Ama Fin’in en büyük hayali, buz dağlarının ötesine geçip başka fok balıklarıyla tanışmaktı. Çünkü her gece rüyasında başka fokların şarkı söylediğini duyardı. İçinde bir his vardı; sanki onu çağırıyorlardı.
Bir gün annesi uyurken Fin usulca yüzerek evlerinden uzaklaştı. Kalbi heyecanla çarpıyordu. Küçük bedenini akıntıya bıraktı, gözlerini kapayıp rüzgarın şarkısını dinledi.
Bir süre sonra bir ses duydu. İnce, titrek ama melodik bir sesti bu.
"Oooo... küçük fok... neden yalnızsın bu kadar?"
Fin irkildi. Kafasını kaldırdığında karşısında yaşlıca bir martı gördü. Tüyleri hafifçe dağılmış, bir kanadı sarkmıştı.
"Ben... annem uyanmadan biraz dolaşmak istedim. Bir macera arıyorum," dedi Fin cesur görünmeye çalışarak.
"Macera ha? Ah küçük dostum, maceranın sonu nereye varır bilinmez. Ama kalbinde ışık varsa, yolun seni doğru yere götürür," dedi martı ve gagasıyla kuzeyi işaret etti.
Fin teşekkür etti ve martının gösterdiği yöne doğru yüzmeye başladı. Sular derinleşiyor, karanlık bir hal alıyordu. Yüreğine biraz korku çöktü.
"Ben ne yapıyorum böyle? Ya kaybolursam?" diye düşündü kendi kendine.
Tam o sırada bir hışırtı duydu. Ardından iri gözlü, pofuduk tüylü bir başka fok belirdi. Bu fok, Fin'den biraz büyüktü ama yüzünde kocaman bir gülümseme vardı.
"Hey! Sen yeni misin buralarda?" diye sordu.
"Evet, ben Fin.
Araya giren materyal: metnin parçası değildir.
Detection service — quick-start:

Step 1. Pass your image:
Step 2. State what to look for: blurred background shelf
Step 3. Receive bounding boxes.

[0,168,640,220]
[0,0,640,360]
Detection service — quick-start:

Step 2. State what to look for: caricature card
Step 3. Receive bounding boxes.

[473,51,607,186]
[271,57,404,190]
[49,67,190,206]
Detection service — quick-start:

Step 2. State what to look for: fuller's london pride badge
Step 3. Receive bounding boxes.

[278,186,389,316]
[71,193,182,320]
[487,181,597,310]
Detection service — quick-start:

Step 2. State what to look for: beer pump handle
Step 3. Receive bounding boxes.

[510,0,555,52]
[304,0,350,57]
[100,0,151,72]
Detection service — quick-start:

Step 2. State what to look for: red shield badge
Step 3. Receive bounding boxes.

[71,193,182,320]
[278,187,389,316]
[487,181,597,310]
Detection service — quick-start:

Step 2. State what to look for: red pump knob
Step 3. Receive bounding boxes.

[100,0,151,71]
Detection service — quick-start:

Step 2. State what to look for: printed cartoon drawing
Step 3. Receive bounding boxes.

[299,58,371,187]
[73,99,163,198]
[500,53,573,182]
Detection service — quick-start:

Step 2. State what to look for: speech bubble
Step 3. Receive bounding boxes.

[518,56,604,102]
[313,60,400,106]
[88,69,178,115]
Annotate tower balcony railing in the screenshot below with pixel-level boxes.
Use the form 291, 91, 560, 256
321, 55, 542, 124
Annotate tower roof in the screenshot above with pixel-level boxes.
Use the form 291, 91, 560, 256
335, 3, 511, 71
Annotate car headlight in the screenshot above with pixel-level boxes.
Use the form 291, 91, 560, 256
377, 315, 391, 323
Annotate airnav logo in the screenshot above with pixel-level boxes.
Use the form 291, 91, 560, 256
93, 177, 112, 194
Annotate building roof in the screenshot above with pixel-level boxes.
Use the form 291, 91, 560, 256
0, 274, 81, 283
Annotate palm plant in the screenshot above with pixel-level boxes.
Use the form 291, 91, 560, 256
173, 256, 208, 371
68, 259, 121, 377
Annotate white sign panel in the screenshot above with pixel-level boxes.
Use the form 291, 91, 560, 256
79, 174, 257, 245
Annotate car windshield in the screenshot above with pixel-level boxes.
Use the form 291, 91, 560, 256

Annem uyurken biraz dolaşmak istedim ama galiba fazla uzağa geldim," dedi Fin mahcup bir şekilde.
"Benin adım Niva. Burada yaşıyoruz. Seni diğerleriyle tanıştırayım mı?"
Fin'in gözleri ışıldadı. Nihayet başka foklarla tanışacaktı!
Niva önde yüzdü, Fin onu takip etti. Birkaç dakika sonra kocaman bir buz mağarasının içine girdiler. İçerisi masal gibiydi. Tavandan sarkan buz kristalleri renk renk ışıklar saçıyor, suyun yüzeyi dans ediyordu. Ve orada, en az yirmi tane fok balığı şarkı söylüyordu!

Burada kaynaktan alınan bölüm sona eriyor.